9. Millennium Development Goals for Health: What Will It Take to Accelerate Progress?

Box 9.2: Estimating the Cost of Scaling Up to Achieve the MDGs

The following are the country-specific models for MDG cost analysis:

  • The MDG Needs Assessments Model developed by the United Nations Millennium Project, (Millennium Project 2004). The Millennium Project model yields total cost estimates for full coverage of the needs of a defined population with a comprehensive set of health interventions in a given year. It uses unit cost of covering one person multiplied by the total population in need in a given year to yield the direct health cost. Additional resource requirements are added (on the basis of assumptions rather than actual inputs) for, among other items, health system improvement, salary increases for human resources, administration and management, promotion of community demand, and research and development.
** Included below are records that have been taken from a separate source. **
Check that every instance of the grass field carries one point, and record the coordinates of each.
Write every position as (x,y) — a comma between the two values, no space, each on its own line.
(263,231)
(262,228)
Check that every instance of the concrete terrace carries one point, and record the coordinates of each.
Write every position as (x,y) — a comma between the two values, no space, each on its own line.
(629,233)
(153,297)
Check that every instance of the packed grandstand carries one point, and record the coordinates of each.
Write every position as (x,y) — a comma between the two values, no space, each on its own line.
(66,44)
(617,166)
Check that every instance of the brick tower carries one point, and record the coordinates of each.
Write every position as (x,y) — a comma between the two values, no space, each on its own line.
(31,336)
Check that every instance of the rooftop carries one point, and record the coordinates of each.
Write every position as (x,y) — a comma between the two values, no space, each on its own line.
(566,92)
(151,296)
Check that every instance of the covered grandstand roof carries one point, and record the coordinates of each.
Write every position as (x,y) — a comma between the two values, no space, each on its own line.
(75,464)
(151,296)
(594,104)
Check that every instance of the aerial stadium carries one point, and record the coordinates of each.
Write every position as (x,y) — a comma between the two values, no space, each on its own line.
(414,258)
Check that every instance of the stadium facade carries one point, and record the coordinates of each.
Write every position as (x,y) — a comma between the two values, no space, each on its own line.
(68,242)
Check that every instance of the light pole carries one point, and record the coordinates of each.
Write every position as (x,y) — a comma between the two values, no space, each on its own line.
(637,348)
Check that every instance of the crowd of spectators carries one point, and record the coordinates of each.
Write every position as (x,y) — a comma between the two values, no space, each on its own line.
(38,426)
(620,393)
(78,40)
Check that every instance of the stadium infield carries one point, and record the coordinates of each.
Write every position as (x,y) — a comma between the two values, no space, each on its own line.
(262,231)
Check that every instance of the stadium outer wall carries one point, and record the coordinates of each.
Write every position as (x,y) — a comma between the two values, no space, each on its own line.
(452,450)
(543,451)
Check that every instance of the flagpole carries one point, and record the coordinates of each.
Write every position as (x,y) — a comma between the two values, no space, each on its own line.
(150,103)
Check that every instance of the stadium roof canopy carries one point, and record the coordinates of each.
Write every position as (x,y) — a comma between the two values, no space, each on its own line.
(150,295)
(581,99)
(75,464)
  • The Marginal Budgeting for Bottlenecks Model developed by the United Nations Children's Fund, the World Bank, and the World Health Organization (Soucat and others 2002, 2004; UNICEF and World Bank 2003). The MBB model yields additional resources required for removing a set of health system bottlenecks that are considered to hinder the delivery of health services to the population through three delivery modes: family-community, outreach, and clinical levels. The MBB method also estimates the effect on outcomes (for instance, child and maternal mortality) of increased coverage and use of the health services provided. First, a set of high-impact services are selected on the basis of a country's epidemiological needs. These services are the same as those cost-effective priority interventions identified in the relevant disease control priorities chapters. Second, health system bottlenecks hindering delivery of these services are identified. Then, strategies for removal of bottlenecks are discussed, and the inputs are identified for improving coverage, for example, in a village. Cost estimates are based on these inputs by scaling up the cost to cover the district, province, or nation.
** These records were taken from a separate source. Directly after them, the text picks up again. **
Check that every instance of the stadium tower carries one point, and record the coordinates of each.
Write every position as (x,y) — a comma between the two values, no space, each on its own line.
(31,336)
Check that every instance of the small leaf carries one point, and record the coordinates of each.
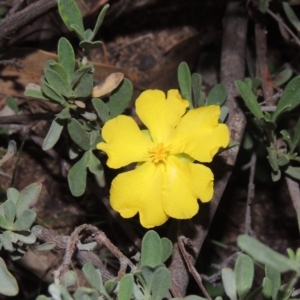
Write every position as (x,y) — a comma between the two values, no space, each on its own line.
(185,82)
(25,221)
(249,98)
(106,86)
(244,274)
(10,212)
(120,99)
(12,104)
(66,57)
(275,280)
(198,98)
(8,283)
(53,134)
(77,177)
(101,109)
(94,165)
(79,136)
(291,15)
(28,196)
(290,98)
(265,255)
(70,14)
(167,249)
(126,287)
(57,83)
(84,87)
(217,95)
(228,279)
(160,283)
(151,253)
(100,20)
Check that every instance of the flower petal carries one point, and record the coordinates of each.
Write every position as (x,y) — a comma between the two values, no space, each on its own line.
(125,143)
(160,115)
(199,134)
(140,191)
(184,183)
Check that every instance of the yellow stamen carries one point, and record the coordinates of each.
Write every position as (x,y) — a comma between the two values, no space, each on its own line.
(159,153)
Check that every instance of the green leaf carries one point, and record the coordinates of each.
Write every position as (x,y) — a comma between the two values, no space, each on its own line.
(71,15)
(167,249)
(126,287)
(217,95)
(185,82)
(8,283)
(267,288)
(290,98)
(249,98)
(228,279)
(52,94)
(58,83)
(151,253)
(28,196)
(265,255)
(120,99)
(244,274)
(94,164)
(10,212)
(275,279)
(100,20)
(101,109)
(53,134)
(12,104)
(198,98)
(77,177)
(25,221)
(84,87)
(160,283)
(66,57)
(291,15)
(79,136)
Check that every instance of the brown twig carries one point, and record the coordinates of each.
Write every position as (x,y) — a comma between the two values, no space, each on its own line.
(181,243)
(232,68)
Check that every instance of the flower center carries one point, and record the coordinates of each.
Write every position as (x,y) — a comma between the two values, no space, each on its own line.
(159,153)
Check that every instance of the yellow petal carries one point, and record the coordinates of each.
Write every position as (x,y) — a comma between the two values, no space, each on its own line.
(160,115)
(200,135)
(140,191)
(184,183)
(125,143)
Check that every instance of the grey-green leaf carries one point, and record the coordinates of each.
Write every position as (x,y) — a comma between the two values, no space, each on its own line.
(84,87)
(66,57)
(244,274)
(185,82)
(120,99)
(70,14)
(53,134)
(160,283)
(101,109)
(151,253)
(249,98)
(28,196)
(8,283)
(126,287)
(217,95)
(79,136)
(263,254)
(290,98)
(229,283)
(25,221)
(77,177)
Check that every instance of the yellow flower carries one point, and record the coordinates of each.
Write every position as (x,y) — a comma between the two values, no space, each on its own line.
(166,182)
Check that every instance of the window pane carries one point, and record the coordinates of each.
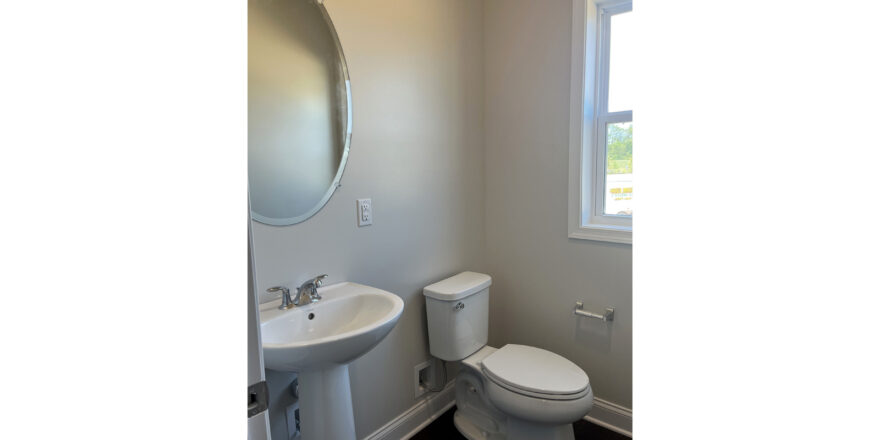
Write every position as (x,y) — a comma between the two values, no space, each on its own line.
(618,169)
(620,66)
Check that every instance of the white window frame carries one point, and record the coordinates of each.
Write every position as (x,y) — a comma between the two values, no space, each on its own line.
(589,68)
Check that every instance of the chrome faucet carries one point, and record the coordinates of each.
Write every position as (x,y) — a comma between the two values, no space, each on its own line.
(307,293)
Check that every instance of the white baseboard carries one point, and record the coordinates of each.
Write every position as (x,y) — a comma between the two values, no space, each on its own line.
(612,416)
(604,413)
(420,415)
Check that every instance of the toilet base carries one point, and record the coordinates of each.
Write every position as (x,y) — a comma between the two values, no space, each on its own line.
(523,430)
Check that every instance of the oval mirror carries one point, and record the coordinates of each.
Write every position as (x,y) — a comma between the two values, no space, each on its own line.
(299,110)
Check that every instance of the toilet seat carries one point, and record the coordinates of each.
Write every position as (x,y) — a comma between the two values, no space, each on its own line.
(534,372)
  • Elasticity estimates through econometric modeling developed by the World Bank staff (Wagstaff and Claeson 2004). A few studies have used econometric techniques to analyze the effect on MDG outcomes of certain cross-sector determinants (such as economic growth, water and sanitation, education, and road infrastructure) as well as government expenditures on health. Econometric analysis has been used mostly to analyze the effect of changes in government health expenditures on outcomes using cross-sectional or panel data at a global scale. But in one particular study in India, the methodology was used to estimate the marginal costs of averting a child's death at the state level. The estimates could vary from as low as US$2.40 per child death in a low-income state to US$160 in a middle-income state in India.
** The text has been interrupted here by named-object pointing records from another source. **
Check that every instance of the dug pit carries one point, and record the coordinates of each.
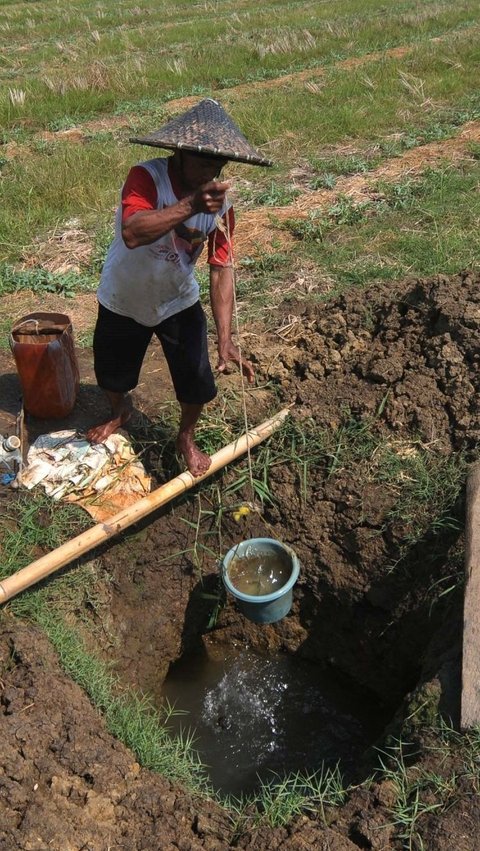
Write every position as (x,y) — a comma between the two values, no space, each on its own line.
(390,373)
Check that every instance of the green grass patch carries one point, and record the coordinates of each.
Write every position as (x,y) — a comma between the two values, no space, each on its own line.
(422,226)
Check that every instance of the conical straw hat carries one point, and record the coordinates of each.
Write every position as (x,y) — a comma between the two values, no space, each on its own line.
(207,129)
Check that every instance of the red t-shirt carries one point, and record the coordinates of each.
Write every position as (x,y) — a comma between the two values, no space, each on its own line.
(140,193)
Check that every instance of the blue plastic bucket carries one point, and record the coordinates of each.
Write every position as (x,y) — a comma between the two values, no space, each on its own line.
(264,608)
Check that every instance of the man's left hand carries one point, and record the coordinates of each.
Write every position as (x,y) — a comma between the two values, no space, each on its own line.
(230,352)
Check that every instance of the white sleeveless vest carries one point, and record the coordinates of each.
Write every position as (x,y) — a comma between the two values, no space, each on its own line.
(155,281)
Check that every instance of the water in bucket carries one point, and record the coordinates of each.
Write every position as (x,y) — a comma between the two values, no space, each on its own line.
(259,572)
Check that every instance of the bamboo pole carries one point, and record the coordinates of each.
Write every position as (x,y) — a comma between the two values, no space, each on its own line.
(47,564)
(470,705)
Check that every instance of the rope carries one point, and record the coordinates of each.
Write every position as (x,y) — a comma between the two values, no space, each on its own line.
(226,229)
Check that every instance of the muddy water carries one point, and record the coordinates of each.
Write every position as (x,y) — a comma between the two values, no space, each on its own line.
(256,715)
(259,574)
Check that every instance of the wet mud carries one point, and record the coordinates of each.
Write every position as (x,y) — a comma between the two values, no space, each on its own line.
(403,355)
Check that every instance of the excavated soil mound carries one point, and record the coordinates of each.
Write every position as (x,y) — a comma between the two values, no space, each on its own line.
(413,347)
(403,356)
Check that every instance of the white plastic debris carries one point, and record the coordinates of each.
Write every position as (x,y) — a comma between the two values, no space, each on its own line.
(102,477)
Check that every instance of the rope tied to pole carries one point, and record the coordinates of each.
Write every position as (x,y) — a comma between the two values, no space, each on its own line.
(223,224)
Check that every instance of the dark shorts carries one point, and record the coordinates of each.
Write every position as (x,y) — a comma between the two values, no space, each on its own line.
(120,343)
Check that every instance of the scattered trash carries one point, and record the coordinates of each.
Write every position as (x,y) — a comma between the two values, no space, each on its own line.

  • The Maquette for Multisectoral Analysis of MDGs is under development by the World Bank (Bourguignon and others 2004). The thesis for this new approach is that development aid is a key ingredient of a country's development process, but its effectiveness has to be assessed at the country level within each country's local implementation and macroeconomic constraints. The objective of the model is to calculate the financial needs to attain a targeted path to 2015 and determine an optimal allocation of additional funding toward different social sectors for the MDGs. This modeling framework is still at an early stage of development and will be applied later to countries. This model is anticipated to draw extensively from results of other models, such as the elasticity analysis and MBB models.